Rebenbiotechnologie
Viruseliminierung aus Reben
Viruserkrankungen verringern die Leistungsfähigkeit der Weinreben. Die Folgen sind Verlust der Ertragsstabilität und geringe Qualität. Eine Gesundung der Rebe durch Pflanzenschutzmaßnahmen ist nicht möglich, so dass die Entfernung des Rebstockes, unter Umständen sogar die Rodung der gesamten Anlage, notwendig wird.
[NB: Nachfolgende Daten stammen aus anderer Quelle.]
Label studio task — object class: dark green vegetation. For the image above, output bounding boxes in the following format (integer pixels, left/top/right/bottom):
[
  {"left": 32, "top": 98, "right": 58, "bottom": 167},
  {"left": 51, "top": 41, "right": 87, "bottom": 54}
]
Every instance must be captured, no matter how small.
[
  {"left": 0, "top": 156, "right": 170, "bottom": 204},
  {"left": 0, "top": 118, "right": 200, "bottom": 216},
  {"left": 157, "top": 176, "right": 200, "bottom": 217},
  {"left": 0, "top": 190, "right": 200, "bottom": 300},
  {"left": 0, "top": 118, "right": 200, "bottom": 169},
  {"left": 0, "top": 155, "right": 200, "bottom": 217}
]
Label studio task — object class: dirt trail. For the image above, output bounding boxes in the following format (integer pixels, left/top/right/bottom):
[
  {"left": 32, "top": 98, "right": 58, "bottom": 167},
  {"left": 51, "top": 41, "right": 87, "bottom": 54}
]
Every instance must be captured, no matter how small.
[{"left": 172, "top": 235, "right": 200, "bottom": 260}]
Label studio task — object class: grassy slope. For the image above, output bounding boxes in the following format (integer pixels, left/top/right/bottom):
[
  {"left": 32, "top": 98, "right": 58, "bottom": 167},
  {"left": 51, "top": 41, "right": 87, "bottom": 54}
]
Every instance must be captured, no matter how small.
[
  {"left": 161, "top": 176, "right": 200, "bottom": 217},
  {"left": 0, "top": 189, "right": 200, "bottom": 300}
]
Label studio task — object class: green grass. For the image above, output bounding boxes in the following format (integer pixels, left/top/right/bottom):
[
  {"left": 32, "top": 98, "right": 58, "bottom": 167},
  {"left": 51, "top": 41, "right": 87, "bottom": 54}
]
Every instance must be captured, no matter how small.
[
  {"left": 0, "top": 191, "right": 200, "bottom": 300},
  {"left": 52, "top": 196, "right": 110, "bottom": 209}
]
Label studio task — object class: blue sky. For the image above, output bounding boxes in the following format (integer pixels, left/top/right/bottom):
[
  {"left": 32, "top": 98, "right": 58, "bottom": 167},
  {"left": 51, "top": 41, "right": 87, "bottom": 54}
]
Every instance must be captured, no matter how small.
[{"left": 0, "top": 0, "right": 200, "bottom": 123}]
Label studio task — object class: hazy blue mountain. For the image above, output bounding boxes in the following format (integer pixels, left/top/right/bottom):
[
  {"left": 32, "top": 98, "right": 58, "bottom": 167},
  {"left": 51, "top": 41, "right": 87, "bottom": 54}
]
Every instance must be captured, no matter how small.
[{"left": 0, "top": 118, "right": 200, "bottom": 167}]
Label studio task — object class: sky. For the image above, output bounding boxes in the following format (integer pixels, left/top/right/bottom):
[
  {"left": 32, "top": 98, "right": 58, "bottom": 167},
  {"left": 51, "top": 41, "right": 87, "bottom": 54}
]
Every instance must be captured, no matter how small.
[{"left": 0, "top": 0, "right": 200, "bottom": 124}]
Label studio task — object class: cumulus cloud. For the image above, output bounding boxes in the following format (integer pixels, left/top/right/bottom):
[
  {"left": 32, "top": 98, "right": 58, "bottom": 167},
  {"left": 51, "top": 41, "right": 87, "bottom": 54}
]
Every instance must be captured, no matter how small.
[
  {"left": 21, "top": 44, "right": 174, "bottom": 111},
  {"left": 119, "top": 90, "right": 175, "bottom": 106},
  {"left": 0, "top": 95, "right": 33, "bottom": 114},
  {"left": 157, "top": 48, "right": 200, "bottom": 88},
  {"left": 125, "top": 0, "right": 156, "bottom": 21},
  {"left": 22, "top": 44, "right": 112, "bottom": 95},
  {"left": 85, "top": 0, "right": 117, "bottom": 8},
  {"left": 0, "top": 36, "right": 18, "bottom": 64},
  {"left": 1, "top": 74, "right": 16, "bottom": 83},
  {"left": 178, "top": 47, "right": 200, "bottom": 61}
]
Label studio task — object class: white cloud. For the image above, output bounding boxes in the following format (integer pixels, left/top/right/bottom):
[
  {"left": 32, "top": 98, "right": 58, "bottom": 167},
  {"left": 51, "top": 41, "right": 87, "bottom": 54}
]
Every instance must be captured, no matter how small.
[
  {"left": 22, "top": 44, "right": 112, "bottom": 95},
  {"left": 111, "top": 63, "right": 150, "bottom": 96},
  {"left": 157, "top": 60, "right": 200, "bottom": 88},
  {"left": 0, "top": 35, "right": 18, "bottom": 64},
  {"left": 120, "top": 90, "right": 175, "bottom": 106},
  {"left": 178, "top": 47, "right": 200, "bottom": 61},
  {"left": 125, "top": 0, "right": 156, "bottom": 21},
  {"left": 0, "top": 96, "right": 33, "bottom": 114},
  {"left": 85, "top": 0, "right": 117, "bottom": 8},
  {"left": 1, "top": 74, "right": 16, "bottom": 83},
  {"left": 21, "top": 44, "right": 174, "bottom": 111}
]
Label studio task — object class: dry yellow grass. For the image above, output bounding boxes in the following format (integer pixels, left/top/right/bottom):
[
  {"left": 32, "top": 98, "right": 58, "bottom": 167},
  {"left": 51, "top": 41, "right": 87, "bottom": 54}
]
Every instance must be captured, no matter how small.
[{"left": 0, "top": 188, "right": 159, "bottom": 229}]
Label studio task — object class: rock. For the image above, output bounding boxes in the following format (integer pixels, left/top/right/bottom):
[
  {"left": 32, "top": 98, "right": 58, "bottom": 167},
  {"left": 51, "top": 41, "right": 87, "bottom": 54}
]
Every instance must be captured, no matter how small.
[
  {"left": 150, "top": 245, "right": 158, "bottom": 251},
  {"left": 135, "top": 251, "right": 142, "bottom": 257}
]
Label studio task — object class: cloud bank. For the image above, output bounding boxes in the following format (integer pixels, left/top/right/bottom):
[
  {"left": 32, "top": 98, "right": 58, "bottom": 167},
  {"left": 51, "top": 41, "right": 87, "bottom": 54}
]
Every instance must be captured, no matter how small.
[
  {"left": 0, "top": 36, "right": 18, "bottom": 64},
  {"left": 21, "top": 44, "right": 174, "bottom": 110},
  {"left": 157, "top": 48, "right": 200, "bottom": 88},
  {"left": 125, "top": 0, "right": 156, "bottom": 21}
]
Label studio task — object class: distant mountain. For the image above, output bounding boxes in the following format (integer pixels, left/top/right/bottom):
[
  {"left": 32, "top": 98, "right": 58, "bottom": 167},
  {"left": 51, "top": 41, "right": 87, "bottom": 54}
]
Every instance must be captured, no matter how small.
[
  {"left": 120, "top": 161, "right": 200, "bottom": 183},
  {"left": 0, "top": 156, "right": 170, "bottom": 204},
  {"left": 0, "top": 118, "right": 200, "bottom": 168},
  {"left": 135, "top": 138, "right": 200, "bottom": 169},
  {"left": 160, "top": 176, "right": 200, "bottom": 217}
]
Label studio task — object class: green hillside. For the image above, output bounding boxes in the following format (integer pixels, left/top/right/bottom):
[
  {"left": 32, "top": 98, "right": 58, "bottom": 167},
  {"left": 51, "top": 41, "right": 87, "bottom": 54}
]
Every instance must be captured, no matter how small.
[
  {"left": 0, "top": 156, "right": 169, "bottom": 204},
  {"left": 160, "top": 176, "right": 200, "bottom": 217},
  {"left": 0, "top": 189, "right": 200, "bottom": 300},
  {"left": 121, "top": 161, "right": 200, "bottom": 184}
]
Die Übertragung der für die deutschen Weinanbaugebiete am meisten relevanten Viruserkrankungen erfolgt durch im Boden lebende Fadenwürmer (Nematoden). Die wichtigste Viruserkrankung ist die Reisigkrankheit der Reben, ausgelöst durch das Grapevine Fanleaf Virus (GFLV) oder auch andere durch Nematoden übertragbare Viren. Nachdem seit den 90-iger Jahren die chemische Entseuchung des Bodens als sanitäre Maßnahme zur Eliminierung der Virusüberträger verboten wurde, sind Viruserkrankungen bereits in junge Anlagen zu beobachten. In diesen Fällen ist der wirtschaftliche Schaden erheblich. Die Reisigkrankheit ist zwar die häufigste, jedoch nicht die einzige Virose, die in den Deutschen Weinbaugebieten Schäden verursacht.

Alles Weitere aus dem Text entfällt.